The idea is to bound the two expressions tightly in terms of each other: $$ \sum_{k=-\infty}^{+\infty} 2^k m(F_k) \leqslant \sum_{k=-\infty}^{+\infty} 2^k m(E_k) \leqslant 2 \cdot\sum_{k=-\infty}^{+\infty} 2^k m(F_k) . $$ Once this is established, it is obvious that either summation converges if and only if the other does,

The left half of the inequality is obvious since $F_k \subseteq E_k$, so we prove only the right half.

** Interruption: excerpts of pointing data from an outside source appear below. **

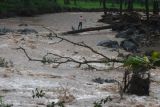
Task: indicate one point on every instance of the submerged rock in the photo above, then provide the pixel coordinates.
(108, 43)
(27, 31)
(101, 81)
(4, 30)
(129, 45)
(126, 34)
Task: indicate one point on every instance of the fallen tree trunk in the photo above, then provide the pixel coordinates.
(87, 29)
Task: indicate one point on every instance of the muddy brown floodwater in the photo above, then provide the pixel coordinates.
(18, 82)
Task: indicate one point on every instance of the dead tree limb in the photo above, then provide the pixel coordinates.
(58, 59)
(87, 29)
(81, 44)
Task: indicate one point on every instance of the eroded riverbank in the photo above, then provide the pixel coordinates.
(17, 82)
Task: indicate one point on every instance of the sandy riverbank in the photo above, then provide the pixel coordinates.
(17, 82)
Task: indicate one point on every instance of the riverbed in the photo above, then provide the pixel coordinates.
(24, 76)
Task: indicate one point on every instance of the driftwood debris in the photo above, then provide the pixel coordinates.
(88, 29)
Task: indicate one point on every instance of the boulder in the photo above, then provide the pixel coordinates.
(126, 34)
(26, 31)
(129, 45)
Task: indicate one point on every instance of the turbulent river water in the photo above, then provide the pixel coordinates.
(18, 81)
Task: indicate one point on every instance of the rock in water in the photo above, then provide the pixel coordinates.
(129, 45)
(126, 34)
(108, 43)
(27, 31)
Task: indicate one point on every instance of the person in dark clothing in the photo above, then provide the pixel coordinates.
(80, 23)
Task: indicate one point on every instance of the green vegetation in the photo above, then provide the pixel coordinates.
(32, 7)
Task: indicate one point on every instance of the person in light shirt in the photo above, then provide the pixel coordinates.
(81, 19)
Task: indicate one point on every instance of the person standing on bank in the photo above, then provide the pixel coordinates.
(81, 19)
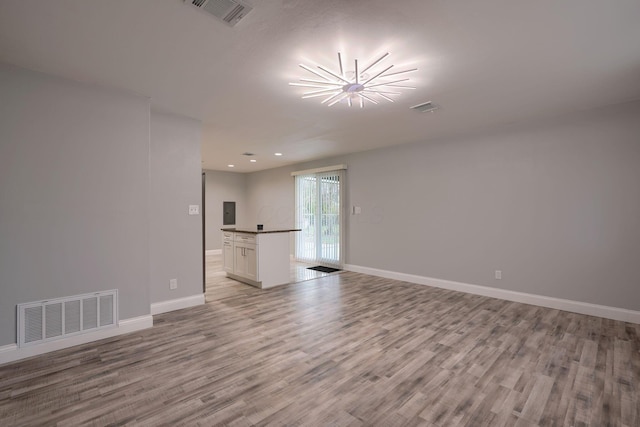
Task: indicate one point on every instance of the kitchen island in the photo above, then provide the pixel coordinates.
(257, 257)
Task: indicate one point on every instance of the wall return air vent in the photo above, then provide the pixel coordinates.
(229, 11)
(43, 321)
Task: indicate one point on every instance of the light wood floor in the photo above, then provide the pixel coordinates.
(342, 350)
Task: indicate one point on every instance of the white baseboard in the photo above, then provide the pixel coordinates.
(607, 312)
(177, 304)
(11, 352)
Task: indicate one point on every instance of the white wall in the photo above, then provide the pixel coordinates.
(223, 187)
(175, 182)
(74, 200)
(553, 205)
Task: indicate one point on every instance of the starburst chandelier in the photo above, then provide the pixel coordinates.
(372, 83)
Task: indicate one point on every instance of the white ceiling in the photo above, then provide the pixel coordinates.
(487, 63)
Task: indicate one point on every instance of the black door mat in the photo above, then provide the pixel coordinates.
(324, 269)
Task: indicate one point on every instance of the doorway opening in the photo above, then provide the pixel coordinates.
(319, 200)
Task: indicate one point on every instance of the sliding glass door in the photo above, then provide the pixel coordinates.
(318, 214)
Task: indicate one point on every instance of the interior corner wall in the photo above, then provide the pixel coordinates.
(221, 186)
(73, 193)
(175, 182)
(554, 205)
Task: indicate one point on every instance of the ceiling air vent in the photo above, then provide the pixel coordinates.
(425, 107)
(229, 11)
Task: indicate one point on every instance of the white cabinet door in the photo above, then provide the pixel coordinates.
(246, 261)
(227, 256)
(251, 257)
(239, 261)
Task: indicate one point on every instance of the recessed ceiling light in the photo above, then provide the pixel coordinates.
(355, 85)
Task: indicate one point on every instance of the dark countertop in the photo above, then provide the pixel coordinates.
(256, 231)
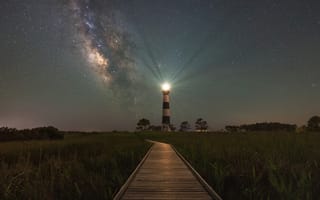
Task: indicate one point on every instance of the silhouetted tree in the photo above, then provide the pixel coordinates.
(154, 128)
(314, 123)
(143, 124)
(201, 125)
(184, 126)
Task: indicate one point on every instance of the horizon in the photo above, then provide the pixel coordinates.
(99, 65)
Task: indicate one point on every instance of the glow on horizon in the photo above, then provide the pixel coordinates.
(165, 87)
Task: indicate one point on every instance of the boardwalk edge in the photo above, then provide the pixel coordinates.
(209, 189)
(131, 177)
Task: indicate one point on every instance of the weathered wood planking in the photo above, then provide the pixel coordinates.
(163, 175)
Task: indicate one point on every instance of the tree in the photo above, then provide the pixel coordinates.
(201, 125)
(143, 124)
(314, 123)
(184, 126)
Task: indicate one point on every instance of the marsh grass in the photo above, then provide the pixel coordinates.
(82, 166)
(253, 165)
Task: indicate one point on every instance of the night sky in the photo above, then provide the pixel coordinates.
(98, 64)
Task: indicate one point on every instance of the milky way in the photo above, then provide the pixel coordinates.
(105, 43)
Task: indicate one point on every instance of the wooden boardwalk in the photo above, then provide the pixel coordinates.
(164, 174)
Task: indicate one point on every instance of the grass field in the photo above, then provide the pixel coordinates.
(94, 166)
(253, 165)
(82, 166)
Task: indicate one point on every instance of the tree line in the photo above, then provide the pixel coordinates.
(313, 124)
(200, 125)
(40, 133)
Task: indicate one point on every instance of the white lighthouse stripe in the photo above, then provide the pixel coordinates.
(166, 112)
(166, 98)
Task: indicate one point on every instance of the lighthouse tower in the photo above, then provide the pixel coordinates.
(166, 108)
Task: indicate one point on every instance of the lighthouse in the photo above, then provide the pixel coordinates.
(166, 107)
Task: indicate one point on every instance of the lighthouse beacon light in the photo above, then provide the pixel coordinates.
(165, 87)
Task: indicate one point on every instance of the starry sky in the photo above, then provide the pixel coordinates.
(98, 64)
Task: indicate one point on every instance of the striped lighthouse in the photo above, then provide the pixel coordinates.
(166, 108)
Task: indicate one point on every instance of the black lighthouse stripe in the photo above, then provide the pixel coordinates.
(165, 105)
(165, 119)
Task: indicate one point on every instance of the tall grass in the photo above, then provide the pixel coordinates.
(253, 165)
(78, 167)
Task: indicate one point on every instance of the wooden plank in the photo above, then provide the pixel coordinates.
(163, 175)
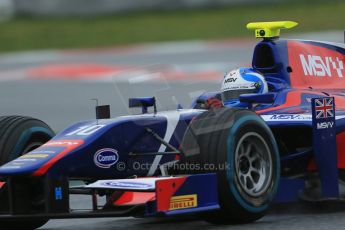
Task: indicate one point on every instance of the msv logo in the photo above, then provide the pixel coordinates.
(325, 125)
(105, 158)
(321, 66)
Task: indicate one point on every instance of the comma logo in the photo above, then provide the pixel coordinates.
(321, 66)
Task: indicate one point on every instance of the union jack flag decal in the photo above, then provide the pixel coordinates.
(324, 108)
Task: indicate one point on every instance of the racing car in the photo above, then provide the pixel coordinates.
(228, 164)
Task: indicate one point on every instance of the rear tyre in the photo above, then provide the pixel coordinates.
(20, 135)
(244, 154)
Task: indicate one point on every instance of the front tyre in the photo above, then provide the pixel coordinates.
(242, 148)
(20, 135)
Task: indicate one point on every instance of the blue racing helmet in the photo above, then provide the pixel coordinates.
(242, 81)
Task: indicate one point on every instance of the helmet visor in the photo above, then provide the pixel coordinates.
(235, 94)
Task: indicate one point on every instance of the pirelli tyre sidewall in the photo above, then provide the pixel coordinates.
(247, 124)
(19, 135)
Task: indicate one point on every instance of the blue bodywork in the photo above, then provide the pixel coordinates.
(102, 145)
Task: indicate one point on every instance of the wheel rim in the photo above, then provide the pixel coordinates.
(253, 164)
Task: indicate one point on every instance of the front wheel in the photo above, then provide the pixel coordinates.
(245, 156)
(20, 135)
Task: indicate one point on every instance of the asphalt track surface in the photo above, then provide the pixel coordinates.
(57, 87)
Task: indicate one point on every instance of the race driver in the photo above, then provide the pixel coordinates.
(237, 82)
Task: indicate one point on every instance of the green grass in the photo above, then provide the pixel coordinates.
(24, 33)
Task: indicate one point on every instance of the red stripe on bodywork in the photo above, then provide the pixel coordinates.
(165, 189)
(135, 198)
(69, 144)
(292, 99)
(341, 150)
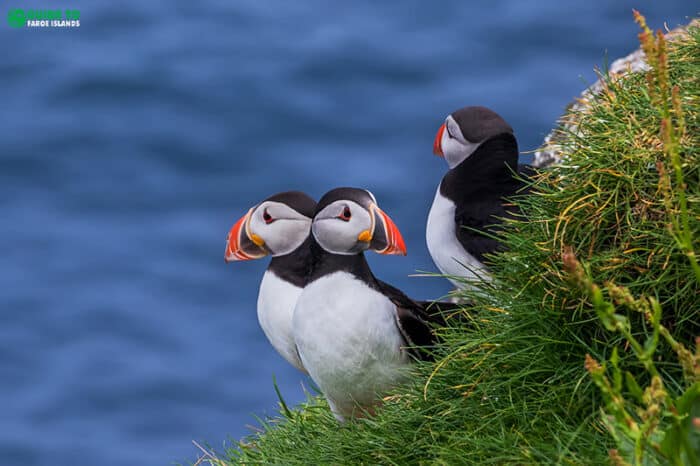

$$ \begin{align*} \sum_{k=-\infty}^{+\infty} 2^k m(E_k) &\leqslant \sum_{k=-\infty}^{+\infty} 2^k \left( \sum_{j=k}^{\infty} m(F_j) \right) \\ &= \sum_{j= -\infty}^{\infty} m(F_j) \left( \sum_{k=-\infty}^{j} 2^k \right) \\ &= \sum_{j= -\infty}^{\infty} 2^j m(F_j) \left( \sum_{k=-\infty}^{0} 2^k \right) \\ &= \sum_{j= -\infty}^{\infty} 2^j m(F_j) \cdot 2. \end{align*} $$ Here the interchange of summations is justified because all terms are nonnegative.